Germany summons Russian envoy over alleged cyberspying
Germany summons Russian envoy over alleged cyberspying

Germany summons Russian envoy over alleged cyberspying

BERLIN (Reuters) -Germany summoned the acting representative of the Russian embassy on Friday over a sweeping cyberespionage campaign dating back to 2022 that Berlin blames on Moscow’s GRU military intelligence service.

“We and our partners will not tolerate these cyberattacks and will use the entire spectrum of measures to prevent, deter and respond to Russia’s aggressive behaviour in cyberspace,” a foreign ministry spokesperson said.

The Russian embassy did not immediately respond to a request for comment. Russia has denied past allegations by Western governments of cyberattacks.

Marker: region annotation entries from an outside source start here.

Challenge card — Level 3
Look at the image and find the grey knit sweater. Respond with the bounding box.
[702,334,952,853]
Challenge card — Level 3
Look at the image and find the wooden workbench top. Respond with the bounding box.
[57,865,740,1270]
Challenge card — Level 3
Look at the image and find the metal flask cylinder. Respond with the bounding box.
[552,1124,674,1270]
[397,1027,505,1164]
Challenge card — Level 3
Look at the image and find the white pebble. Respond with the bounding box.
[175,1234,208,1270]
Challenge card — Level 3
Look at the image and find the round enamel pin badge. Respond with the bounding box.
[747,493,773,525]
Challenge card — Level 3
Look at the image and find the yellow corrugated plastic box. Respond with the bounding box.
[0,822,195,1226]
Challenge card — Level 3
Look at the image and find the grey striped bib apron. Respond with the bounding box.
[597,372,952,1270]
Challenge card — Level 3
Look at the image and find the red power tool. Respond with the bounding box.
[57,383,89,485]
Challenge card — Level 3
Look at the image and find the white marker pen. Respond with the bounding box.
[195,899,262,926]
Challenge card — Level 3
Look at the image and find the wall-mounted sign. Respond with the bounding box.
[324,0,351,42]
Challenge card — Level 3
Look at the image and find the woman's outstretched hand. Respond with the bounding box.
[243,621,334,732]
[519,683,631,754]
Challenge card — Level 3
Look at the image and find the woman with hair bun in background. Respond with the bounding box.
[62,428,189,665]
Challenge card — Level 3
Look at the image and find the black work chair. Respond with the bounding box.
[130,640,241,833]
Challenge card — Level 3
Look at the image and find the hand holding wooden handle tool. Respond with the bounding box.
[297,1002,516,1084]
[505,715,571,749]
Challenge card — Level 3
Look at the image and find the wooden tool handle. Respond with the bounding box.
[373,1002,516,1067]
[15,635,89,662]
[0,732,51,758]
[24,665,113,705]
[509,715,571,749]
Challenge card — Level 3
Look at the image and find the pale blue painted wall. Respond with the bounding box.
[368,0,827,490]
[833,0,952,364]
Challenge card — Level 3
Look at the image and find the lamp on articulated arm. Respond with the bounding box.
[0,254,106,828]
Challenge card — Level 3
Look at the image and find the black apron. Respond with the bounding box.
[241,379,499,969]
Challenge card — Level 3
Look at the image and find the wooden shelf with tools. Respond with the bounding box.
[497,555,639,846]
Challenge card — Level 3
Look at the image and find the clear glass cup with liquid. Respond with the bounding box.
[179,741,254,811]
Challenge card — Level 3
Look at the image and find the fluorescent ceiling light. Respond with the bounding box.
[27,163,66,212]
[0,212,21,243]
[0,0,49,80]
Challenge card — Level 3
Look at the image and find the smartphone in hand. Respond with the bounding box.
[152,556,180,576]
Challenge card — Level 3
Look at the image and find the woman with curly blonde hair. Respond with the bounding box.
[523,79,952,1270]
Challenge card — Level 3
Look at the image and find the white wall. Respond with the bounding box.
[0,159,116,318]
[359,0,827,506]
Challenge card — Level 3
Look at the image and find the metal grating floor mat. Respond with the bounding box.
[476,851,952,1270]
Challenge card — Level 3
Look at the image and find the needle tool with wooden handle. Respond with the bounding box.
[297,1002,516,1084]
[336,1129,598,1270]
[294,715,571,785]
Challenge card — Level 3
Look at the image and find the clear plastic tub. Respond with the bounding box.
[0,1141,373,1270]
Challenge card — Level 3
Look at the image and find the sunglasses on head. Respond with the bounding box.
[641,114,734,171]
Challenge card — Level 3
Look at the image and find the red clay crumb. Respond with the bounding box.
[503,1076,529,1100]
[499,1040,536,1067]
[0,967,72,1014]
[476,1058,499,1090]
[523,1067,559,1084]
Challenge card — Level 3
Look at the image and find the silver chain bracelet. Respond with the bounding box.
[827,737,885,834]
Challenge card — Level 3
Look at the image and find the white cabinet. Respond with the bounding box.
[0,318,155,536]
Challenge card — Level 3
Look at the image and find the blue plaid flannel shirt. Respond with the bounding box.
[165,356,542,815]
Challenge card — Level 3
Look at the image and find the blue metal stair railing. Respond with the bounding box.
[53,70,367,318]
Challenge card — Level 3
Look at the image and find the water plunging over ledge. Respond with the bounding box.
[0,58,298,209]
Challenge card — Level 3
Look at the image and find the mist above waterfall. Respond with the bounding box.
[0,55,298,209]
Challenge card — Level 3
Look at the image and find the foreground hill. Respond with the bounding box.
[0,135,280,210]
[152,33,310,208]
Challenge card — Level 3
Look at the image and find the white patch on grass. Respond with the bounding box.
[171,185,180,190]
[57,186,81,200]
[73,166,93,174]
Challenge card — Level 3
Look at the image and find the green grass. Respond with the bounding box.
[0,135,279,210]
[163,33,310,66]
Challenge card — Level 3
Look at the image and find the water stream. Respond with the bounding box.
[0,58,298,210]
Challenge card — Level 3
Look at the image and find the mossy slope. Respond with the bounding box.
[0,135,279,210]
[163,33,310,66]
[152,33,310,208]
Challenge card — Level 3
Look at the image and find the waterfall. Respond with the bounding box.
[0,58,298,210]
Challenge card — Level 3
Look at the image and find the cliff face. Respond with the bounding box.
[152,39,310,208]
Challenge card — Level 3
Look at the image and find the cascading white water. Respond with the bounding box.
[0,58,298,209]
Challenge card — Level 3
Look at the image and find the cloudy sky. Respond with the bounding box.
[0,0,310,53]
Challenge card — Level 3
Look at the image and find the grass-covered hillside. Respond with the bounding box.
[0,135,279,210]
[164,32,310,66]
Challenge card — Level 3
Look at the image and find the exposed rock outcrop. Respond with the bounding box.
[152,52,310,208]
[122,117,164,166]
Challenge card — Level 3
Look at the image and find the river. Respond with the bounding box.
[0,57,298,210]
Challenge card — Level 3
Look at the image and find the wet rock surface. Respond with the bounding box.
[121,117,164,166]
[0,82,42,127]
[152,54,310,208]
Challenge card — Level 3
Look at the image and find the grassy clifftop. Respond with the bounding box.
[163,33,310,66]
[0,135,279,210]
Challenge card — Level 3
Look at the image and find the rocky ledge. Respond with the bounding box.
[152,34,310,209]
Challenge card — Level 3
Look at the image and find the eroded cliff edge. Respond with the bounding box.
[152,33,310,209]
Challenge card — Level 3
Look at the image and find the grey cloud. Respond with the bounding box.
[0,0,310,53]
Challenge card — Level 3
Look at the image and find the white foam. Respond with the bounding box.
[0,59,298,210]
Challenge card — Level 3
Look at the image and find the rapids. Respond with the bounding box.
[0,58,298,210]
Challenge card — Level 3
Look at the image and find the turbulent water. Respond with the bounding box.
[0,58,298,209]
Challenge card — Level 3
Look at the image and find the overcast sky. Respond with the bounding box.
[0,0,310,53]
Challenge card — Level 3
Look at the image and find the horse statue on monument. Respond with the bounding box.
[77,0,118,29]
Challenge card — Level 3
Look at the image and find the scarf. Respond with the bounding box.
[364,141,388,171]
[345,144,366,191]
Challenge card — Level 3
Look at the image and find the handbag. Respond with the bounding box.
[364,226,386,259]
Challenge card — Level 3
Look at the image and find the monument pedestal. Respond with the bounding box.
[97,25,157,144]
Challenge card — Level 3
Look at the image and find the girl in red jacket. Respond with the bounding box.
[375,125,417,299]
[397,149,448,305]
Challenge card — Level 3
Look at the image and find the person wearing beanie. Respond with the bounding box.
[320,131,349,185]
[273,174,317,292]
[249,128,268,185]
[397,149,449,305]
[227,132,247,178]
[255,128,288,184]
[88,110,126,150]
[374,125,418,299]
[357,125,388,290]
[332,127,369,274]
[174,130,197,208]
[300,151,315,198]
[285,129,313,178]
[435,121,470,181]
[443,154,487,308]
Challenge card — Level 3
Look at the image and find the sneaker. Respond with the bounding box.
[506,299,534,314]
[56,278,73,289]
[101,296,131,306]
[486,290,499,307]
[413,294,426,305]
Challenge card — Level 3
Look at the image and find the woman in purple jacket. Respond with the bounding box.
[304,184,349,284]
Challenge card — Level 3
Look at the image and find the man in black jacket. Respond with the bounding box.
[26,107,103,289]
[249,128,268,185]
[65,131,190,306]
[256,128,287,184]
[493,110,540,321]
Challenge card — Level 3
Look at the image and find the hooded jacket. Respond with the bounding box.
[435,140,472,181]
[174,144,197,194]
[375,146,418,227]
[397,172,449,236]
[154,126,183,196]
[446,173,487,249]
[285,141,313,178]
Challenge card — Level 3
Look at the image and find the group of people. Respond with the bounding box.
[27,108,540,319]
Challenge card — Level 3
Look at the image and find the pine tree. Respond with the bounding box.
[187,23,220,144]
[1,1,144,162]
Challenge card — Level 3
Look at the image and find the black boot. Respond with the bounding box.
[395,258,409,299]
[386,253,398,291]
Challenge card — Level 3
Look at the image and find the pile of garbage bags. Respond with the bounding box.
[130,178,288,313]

The attacks in 2022 targeted Germany’s governing Social Democrats as well as the logistics, defence, aerospace and IT sectors, the interior ministry said in a statement.

The ministry said APT 28, which reports to the GRU, exploited a then-unknown vulnerability in Microsoft Outlook over a longer period of time in order to compromise email accounts.

A German spokesperson for Microsoft referred Reuters to a blog post stating that a Russian-based actors had been using a tool referred to as GooseEgg since as early as April 2019 to steal credentials.

Institutions in the Czech Republic have also been targeted as part of the alleged campaign since last year, its Foreign Ministry said on Friday.

A spokesperson for the German interior ministry said “the security gaps must be actively closed and we are pushing for this to happen.”

An international operation led by the FBI in January had prevented devices compromised in the attacks from being misused for cyberespionage operations worldwide, the ministry said.

“The Russian cyberattacks are a threat to our democracy, which we are resolutely countering,” Interior Minister Nancy Faeser said in a statement, adding that Germany was acting alongside the EU and NATO.

Faeser added that it was particularly critical to counter such attacks from Russia ahead of the European Parliament elections in June and other elections this year.

APT28, also known as Fancy Bear, has been active worldwide since at least 2004, primarily in the field of cyberespionage. According to Germany’s domestic intelligence agency, it is one of the most active and dangerous cyberactors worldwide.